Like other communities in the central Haitian Artibonite Valley, Deland has been suffering from a food shortage since hundreds of displaced earthquake victims have poured into town in recent weeks.
A melee erupted in Deland on March 25 when an attempt to distribute food went awry. Ration cards were free, but not everyone who needed help received them. The result was a sort of local quarantine of the town by disgruntled locals who had set up barricades around the village to protest government incompetence in distributing aid.
“I sponsor some handicapped kids in Deland. They didn’t even want to let me in at first. I had to negotiate with the local gang leader,” Leon-fils reports.
During his trip, my friend had no easy internet access, so photos of what he saw had to wait for his return.

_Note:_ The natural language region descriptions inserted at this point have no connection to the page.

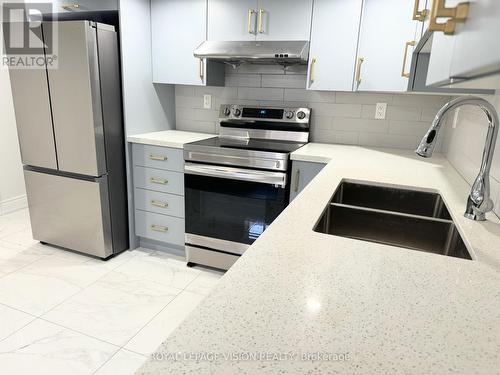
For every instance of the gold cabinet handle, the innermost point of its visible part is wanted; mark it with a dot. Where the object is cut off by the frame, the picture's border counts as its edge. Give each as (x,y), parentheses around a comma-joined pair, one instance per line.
(261,28)
(159,228)
(358,69)
(159,204)
(403,73)
(201,68)
(456,14)
(297,181)
(156,180)
(158,157)
(312,70)
(419,15)
(250,24)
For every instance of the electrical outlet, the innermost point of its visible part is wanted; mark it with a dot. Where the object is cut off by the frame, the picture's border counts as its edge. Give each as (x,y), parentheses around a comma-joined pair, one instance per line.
(380,110)
(207,101)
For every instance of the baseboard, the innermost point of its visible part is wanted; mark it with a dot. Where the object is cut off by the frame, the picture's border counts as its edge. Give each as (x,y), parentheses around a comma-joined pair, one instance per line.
(13,204)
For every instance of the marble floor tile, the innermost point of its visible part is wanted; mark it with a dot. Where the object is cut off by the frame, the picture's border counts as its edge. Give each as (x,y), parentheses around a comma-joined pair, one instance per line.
(12,260)
(161,268)
(44,348)
(11,320)
(114,308)
(123,362)
(157,330)
(205,282)
(33,293)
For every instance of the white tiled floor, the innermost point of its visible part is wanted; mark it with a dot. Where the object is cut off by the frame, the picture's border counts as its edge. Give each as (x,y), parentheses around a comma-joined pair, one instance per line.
(66,313)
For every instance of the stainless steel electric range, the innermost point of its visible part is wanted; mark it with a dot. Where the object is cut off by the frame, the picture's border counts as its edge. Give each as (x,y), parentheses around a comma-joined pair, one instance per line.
(236,184)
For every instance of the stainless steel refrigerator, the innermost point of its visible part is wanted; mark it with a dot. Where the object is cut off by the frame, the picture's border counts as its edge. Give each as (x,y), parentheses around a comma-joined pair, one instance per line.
(71,135)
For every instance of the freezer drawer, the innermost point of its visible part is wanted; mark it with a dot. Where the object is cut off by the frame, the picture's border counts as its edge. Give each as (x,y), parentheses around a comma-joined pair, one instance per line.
(70,212)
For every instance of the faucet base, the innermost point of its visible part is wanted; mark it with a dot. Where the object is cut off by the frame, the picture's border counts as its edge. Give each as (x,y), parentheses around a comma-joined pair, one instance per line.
(475,216)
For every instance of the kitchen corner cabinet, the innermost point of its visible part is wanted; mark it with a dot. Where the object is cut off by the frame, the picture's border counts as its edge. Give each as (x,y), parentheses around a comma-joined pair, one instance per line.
(332,53)
(302,173)
(177,28)
(387,31)
(159,194)
(469,58)
(238,20)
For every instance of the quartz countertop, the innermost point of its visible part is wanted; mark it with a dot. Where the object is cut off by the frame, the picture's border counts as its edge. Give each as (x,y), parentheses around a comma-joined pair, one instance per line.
(169,138)
(359,307)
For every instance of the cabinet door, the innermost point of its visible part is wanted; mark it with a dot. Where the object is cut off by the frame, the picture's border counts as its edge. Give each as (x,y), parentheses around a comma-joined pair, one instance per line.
(386,27)
(177,28)
(233,20)
(333,54)
(477,43)
(441,55)
(284,19)
(302,174)
(84,5)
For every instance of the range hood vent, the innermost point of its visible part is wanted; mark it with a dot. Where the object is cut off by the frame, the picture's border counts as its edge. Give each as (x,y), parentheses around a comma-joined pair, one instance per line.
(265,52)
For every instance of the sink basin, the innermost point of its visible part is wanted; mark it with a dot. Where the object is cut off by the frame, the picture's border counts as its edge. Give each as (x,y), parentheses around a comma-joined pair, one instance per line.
(400,217)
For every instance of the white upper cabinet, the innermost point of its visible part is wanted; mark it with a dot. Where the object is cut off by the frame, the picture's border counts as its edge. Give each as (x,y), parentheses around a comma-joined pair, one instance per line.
(387,36)
(284,19)
(334,40)
(177,28)
(237,20)
(232,20)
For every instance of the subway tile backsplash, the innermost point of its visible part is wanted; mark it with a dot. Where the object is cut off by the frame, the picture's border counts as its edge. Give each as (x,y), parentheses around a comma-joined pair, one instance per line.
(337,117)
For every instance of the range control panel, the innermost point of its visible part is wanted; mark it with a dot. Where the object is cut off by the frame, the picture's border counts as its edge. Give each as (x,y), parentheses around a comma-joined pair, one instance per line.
(234,111)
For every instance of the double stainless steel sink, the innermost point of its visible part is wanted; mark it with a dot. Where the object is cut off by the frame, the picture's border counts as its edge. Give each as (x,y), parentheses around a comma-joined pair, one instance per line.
(400,217)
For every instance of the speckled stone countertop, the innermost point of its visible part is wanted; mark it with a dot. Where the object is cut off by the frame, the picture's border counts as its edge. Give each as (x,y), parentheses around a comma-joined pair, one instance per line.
(168,138)
(366,308)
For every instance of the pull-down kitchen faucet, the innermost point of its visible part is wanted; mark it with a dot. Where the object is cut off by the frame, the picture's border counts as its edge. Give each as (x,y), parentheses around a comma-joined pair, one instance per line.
(479,201)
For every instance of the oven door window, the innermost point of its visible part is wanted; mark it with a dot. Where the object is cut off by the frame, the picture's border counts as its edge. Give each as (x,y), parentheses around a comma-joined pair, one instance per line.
(231,210)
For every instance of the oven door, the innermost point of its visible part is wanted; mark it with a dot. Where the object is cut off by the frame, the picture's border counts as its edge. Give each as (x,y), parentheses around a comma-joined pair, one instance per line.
(228,208)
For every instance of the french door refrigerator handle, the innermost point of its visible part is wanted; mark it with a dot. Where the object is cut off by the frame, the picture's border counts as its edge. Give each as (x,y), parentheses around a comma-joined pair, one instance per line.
(264,177)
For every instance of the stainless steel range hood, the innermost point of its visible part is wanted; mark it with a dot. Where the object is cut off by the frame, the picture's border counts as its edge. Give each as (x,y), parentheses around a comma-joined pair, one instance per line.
(264,52)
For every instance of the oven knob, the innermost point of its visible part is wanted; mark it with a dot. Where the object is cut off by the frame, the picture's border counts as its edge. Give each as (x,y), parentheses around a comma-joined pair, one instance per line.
(301,115)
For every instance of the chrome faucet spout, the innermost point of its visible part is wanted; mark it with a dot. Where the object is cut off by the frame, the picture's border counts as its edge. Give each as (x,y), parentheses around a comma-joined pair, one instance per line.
(479,201)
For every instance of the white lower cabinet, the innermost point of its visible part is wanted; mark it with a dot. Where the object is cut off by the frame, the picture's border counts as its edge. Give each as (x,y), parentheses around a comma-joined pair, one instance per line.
(159,195)
(302,173)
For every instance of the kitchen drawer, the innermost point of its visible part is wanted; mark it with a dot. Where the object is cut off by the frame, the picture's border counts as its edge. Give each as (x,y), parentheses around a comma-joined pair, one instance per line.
(170,159)
(159,180)
(161,203)
(159,227)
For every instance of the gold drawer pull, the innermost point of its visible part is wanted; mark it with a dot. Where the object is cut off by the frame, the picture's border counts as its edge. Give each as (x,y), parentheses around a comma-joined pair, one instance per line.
(403,73)
(455,14)
(156,180)
(158,157)
(312,70)
(159,228)
(159,204)
(419,15)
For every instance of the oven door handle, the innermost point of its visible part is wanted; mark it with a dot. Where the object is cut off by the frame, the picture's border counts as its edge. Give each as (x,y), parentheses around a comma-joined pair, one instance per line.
(263,177)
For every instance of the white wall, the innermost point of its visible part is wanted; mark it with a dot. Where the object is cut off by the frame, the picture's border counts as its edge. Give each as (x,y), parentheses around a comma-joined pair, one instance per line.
(464,144)
(12,191)
(337,117)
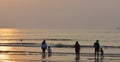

But here they now are.
Remember: these are images taken just days ago; nearly three months after the Jan. 12 quake destroyed much of Port-au-Prince.
Civilians who arrive at Port-au-Prince’s Toussaint L’Ouverture International Airport can see that the walls are clearly cracked from the quake
But even more dramatic is the ubiquitous presence of the U.S. military, who has been put in charge of organizing the flow of relief supplies into Haiti.
Coming into town, the first thing one sees are small tents everywhere.
A few years ago, I admired this spot near the harbor, which was a beautifully manicured plaza. Then, it was one of Port-au-Prince’s showcase spots. Today, it’s filled with displaced earthquake victims.
Downtown, one can’t miss the striking images of the damaged Port-au-Prince cathedral….
…. and Haiti’s Presidential palace.
Yet some aspects of Port-au-Prince life are returning to “normal.” Merchants have set up spontaneous markets along the streets, often along the walls of damaged commercial buildings….
… or simply in tents.
Overall, Port-au-Prince looks “as if the earthquake happened yesterday,” Leon-fils told me. Clearing away the debris has barely begun, due to a lack of proper equipment and coordination of reconstruction efforts by the central government.
This is a typical clean up scene in Port-au Prince. Neighborhood residents form a konbit (work gang) to remove debris by hand or with shovels into a pickup truck.
Cité Soleil, Port-au-Prince’s notorious slum, had been largely a collection of tin shacks and cinderblock houses before the quake. Now, it’s expanded perilously into the swamp lands along the Caribbean, where residents live in tents.
Yet there are still signs of hope. These children are all orphans from the Carrefour suburb of Port-au-Prince. Leon-fils and some of his friends have gathered them together into a damaged house, where they have organized an improvised school.